A general thread reply.
Rather than look at headlines look instead at how and where those populations live. The UK has far fewer living in flats with much greater numbers living in dispersed properties despite this broadband coverage in the UK is higher than for much of Europe. A big problem is people not being prepared to pay the true cost of supplying a product but rather wanting everything at rock bottom prices as exemplified by some of the posters in this thread.
Probably the main reason for the high quoted prices is because of the value of the work and labour being done to individually install FoD, and the fees being charged by certain councils. Whereas if they were mass installing regular FTTP it would be cheaper (apparently its cheaper to install FTTP than put G.fast pods on poles).
Returning to cost, remember that a large proportion of end users both here in the UK and elsewhere sign up and pay for the lower speed tiers regardless of how that is delivered and similarly how many are content to remain on ADSL despite faster technologies being available to them.
I ended with the last post on a thread dedicated to this topic I asked the question, if people aren't interested in higher speeds then why are people buying packages above 50MB on virgin media? If speed wasn't high on peoples priority lists then 50MB would be satisfactory for everyones needs wouldnt it? So why do they buy higher?
A lot of people are on ADSL technology because;
1. Their line is too long for FTTC.
2. Their line is too bad to get a decent FTTC speed.
3. They are getting a decent speed on ADSL but they wouldnt get much of a speed increase to justify paying more to upgrade to FTTC.
If they did pay to change to FTTC on the lowest package people would still be saying "well they chose the lowest FTTC package as they aren't interested in the speed". All this assumes that peoples lines are capable of reaching at least the top 10% advertised speeds of a package.

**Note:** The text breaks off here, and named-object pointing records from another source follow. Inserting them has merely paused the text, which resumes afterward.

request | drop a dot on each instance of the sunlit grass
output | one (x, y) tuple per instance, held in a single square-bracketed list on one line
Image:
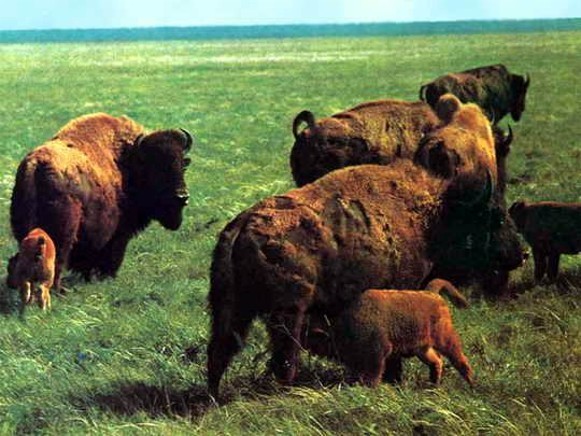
[(128, 355)]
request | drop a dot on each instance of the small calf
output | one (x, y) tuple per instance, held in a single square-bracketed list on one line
[(372, 335), (34, 264), (551, 229)]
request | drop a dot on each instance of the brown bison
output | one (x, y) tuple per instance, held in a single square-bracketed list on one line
[(96, 184), (374, 333), (376, 132), (34, 264), (551, 229), (493, 88), (317, 248)]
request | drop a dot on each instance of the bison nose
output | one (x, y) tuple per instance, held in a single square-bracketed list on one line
[(182, 198)]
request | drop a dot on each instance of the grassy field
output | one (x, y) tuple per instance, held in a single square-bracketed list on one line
[(127, 356)]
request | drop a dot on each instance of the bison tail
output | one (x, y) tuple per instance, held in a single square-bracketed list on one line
[(440, 286), (303, 117), (23, 206)]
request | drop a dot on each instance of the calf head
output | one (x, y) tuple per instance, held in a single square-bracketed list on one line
[(157, 166)]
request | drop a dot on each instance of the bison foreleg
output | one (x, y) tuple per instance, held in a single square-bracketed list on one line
[(285, 332), (540, 258), (227, 339), (553, 267)]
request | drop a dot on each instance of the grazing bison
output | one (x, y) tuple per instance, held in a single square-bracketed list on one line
[(493, 88), (96, 184), (551, 229), (34, 264), (320, 246), (374, 333), (376, 132)]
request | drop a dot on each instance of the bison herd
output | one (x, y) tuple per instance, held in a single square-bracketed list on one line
[(392, 196)]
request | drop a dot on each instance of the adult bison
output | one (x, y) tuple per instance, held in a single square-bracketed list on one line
[(318, 247), (375, 132), (493, 88), (96, 184)]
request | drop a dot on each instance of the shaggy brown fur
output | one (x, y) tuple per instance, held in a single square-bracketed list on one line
[(551, 229), (318, 247), (375, 132), (98, 182), (493, 88), (377, 330), (34, 264)]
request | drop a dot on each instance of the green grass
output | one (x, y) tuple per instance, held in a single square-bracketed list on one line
[(111, 356)]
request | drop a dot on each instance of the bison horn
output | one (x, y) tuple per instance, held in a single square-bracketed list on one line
[(303, 117), (189, 139)]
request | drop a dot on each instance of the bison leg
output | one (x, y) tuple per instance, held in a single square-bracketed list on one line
[(431, 358), (393, 372), (540, 258), (285, 332), (553, 267)]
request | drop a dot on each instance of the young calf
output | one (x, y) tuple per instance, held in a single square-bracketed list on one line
[(33, 265), (551, 229), (383, 326)]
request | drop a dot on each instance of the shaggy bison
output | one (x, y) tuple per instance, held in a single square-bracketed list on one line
[(374, 333), (376, 132), (96, 184), (551, 229), (34, 264), (317, 248), (493, 88)]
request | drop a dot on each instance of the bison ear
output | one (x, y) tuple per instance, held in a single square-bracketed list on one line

But lets move away from speed. FTTP isn't about speed. It's about a change of technology. Most of the old technical problems of interference, REIN, old ww2 lines, disappear when installing a new FTTP connection. It's a modern way of communicating.
Someone who oversaw FTTP developement in BT/OR didn't make the decision to start fully building fibre years ago. The 3 OR engineer people I've spoken to all say that every time they were digging up the road for something else they should also have took the opportunity to install fibre.